In this country we don’t lift for the money and fame. There is no money or fame. People think we are bodybuilders and get on a stage and pose in a bikini with our fake tan and huge calves for goodness sakes! Right now we are certainly not training for Olympic spots, and I am sure many wonder, will anything change in the future? Our lifters go unnoticed as we train our asses off: hurting, crying, working two jobs to save for plane tickets to Nationals. We raise our families, and train while our children are in school. We spend money we don’t have on massage and chiropractic and recovery so we can go take a beating again the next day. We take the negative comments on goheavy from a bunch of internet meanies who say ‘gee wiz, Joe Blow snatched 150 at Americans, and now only did 140, WHAT’S WRONG WITH HIM??? (mostly from people who also don’t understand why we can’t be PRing at every damn meet). We walk up to that bar day in and day out because we want to be close to our maxes again. We want to feel a 95kg snatch over our heads one more time in such amazing harmony. We literally fight for every kilo and every placing we can get.
Weightlifters don’t PR every day forever. Eventually it stops. Eventually you look around and wonder why am I doing this?

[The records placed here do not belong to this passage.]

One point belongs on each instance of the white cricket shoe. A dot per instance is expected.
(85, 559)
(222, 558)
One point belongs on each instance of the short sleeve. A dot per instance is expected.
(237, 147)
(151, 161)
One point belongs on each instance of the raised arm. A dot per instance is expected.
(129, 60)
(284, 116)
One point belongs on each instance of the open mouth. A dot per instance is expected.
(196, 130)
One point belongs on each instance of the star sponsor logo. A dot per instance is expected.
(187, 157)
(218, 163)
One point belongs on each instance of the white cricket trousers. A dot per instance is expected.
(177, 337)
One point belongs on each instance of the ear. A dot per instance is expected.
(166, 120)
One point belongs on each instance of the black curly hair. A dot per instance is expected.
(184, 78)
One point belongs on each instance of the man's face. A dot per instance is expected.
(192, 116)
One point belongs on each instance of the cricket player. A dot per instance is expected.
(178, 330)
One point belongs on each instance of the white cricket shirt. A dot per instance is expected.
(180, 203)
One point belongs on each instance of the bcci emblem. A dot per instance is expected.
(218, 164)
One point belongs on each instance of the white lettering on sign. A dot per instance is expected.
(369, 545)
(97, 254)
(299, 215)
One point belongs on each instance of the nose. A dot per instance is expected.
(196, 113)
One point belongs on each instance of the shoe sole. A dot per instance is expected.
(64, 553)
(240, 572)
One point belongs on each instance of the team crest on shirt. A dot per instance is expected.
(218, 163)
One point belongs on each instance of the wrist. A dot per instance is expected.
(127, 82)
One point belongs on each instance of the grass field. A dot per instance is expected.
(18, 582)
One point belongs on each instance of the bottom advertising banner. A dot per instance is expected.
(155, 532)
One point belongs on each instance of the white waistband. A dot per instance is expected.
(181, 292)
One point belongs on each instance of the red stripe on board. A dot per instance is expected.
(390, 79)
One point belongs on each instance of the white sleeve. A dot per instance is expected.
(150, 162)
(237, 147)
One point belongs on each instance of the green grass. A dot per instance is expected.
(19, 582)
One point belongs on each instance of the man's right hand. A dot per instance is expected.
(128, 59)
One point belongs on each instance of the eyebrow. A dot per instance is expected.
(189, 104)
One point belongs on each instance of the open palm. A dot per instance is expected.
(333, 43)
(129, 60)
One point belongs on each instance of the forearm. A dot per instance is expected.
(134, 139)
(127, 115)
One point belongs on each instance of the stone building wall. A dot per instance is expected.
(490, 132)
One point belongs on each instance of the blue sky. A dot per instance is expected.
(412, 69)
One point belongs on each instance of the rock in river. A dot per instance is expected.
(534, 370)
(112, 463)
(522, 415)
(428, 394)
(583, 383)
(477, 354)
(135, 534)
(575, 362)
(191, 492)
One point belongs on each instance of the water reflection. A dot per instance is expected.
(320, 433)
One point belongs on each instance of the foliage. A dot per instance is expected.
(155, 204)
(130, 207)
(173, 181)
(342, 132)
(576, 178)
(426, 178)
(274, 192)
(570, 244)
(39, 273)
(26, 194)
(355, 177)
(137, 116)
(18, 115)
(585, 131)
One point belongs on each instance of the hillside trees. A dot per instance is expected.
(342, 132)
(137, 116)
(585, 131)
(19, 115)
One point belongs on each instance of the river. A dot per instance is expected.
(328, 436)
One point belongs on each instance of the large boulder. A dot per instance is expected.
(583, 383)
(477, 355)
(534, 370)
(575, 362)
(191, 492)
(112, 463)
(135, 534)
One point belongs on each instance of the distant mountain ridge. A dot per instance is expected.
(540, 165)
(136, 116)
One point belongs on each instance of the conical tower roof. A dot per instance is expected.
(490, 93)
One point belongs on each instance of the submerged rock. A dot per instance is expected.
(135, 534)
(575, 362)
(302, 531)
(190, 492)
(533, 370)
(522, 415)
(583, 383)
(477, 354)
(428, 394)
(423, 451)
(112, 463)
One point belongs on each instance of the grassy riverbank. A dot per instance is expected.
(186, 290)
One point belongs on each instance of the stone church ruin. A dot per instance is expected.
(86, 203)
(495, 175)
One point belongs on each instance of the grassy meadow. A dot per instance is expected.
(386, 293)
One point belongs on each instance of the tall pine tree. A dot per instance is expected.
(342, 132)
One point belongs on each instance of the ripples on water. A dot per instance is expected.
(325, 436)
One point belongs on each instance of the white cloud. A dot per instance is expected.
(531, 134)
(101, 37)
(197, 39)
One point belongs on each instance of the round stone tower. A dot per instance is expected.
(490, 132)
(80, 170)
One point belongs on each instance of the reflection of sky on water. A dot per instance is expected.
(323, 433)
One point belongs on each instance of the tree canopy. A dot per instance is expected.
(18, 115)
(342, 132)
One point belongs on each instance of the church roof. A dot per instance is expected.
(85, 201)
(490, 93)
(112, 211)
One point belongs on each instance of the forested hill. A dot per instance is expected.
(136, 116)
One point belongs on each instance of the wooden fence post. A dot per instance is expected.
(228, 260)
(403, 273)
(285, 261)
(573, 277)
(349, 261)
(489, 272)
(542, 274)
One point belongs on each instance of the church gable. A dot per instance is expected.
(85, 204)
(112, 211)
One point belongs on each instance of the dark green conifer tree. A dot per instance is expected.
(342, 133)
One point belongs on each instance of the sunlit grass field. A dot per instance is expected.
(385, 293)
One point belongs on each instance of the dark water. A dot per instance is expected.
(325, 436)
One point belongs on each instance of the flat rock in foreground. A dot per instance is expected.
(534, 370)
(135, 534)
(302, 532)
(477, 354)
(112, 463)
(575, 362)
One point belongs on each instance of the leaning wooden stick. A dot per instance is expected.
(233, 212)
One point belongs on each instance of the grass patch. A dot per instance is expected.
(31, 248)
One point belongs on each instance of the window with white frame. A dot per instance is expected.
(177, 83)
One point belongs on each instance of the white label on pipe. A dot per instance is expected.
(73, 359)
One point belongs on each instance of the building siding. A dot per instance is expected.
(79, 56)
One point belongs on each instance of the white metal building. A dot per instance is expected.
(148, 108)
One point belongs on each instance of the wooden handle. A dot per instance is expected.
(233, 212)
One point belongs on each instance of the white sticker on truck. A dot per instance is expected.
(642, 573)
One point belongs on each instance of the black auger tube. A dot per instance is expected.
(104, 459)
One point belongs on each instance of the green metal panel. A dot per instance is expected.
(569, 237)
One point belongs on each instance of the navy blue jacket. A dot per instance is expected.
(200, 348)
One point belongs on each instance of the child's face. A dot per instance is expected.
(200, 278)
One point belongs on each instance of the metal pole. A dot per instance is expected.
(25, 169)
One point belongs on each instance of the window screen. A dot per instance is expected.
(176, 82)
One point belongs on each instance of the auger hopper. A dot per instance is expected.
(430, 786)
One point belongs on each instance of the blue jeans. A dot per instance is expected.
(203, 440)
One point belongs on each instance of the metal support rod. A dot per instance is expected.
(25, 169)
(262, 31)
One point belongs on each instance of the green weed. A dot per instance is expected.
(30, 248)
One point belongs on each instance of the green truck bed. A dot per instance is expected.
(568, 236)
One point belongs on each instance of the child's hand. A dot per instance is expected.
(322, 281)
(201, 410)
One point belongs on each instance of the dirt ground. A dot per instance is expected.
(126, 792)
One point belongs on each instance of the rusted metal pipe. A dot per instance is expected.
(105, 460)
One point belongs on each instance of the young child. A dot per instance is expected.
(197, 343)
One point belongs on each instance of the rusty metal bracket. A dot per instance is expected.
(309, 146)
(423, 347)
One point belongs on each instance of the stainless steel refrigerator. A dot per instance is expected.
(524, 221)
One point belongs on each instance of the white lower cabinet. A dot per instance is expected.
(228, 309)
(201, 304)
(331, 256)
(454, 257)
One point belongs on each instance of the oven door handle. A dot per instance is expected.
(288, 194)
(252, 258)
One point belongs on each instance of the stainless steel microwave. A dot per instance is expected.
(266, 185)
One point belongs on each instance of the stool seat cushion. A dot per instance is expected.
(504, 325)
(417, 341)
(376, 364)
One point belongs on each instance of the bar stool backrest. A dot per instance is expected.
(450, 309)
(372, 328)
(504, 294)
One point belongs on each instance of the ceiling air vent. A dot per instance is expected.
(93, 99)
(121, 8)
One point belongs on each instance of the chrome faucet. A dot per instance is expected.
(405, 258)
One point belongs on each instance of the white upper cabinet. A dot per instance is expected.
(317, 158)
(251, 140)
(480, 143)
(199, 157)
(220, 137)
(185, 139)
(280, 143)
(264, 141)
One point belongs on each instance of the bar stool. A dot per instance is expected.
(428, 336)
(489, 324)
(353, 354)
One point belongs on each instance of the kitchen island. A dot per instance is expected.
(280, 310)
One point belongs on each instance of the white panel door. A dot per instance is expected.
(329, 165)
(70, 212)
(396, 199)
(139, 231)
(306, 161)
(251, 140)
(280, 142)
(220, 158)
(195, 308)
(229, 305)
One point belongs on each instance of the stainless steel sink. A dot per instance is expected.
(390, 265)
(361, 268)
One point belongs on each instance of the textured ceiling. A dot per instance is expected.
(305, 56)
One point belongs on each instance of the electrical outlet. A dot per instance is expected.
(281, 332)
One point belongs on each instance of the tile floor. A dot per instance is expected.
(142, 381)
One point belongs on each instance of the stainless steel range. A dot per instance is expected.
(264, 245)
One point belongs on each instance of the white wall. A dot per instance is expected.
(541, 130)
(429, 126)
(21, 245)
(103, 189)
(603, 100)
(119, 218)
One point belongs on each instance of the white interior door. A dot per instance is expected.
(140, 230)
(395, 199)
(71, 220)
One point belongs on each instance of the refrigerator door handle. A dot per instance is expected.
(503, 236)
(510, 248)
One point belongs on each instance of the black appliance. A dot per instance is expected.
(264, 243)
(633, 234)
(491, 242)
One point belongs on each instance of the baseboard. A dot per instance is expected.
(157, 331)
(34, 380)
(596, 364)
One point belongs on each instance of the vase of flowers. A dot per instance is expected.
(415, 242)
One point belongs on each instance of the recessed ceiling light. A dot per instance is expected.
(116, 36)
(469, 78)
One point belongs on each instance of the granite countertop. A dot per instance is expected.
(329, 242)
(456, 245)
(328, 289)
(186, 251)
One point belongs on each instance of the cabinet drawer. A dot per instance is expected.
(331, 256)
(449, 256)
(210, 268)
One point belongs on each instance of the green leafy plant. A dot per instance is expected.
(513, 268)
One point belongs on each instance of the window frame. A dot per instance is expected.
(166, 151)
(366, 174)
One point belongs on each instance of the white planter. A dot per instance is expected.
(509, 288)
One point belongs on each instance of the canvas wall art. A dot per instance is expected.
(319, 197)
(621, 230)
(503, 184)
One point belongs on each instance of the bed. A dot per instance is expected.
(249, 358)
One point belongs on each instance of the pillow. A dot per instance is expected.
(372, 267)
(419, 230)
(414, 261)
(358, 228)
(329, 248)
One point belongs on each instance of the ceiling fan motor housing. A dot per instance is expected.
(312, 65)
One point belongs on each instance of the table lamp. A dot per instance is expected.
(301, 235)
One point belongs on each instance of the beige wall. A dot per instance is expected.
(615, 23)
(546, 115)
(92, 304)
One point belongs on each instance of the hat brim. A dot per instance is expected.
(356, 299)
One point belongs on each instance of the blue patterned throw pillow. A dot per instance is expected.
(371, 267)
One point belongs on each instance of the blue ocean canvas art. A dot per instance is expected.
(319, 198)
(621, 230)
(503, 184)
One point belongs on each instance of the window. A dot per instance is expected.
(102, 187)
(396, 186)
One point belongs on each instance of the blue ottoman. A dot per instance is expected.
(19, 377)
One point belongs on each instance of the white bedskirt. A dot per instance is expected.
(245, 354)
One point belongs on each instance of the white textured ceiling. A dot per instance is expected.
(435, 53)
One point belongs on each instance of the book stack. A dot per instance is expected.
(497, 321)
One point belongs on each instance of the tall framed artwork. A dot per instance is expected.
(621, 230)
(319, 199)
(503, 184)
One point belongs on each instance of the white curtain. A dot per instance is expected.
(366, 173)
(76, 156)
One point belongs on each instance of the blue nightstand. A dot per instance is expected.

Where did my PRs go? Why am I working so hard to only be moving backwards? Eventually you hurt. Eventually you get mentally drained and you get afraid. Eventually you fail.
Eventually the road turns around again, and the weights are singing to you as they fly over your head with ease. Eventually the good that turned bad turns good again. That is what we wait for. That is why we go to the gym every day. We wait for that ‘again’ to happen. And when it does the cycle may start all over again.
You have to be tougher than the bar. You have to be mentally strong enough to come in and take a beating on the worse of days. You have to believe that all the work you are putting in, even on the days where you are 4,037 kg away from your max, is going to pay off somehow someway.
You can’t do this for the instant gratification of a PR every week. You have to look down the road and understand that you may not PR for 8 more months, and you have to be OK with that and understand that you will have to love the road you’re traveling as much as the destination to which you come.
It will let you down. It WILL. But you still have to love it and when you don’t love it anymore, for all that it is and for all that it gives you and for all that you take from it, you have to walk away.
If you stay, you have to be in love. You have to commit to that barbell. You have to commit to your pain and your injuries. You have to commit to the negativity you will receive from your own mind. And you have to continue to train because you love it.
Not for any other person or any other reason, but that YOU want to be on that platform and YOU want that barbell to be in your hands and YOU want to find the better, whatever day in whatever month that may be.
If you don’t or can’t, then maybe you will never know what it is to be in love with weightlifting, to your core, unconditionally, every day through good and bad.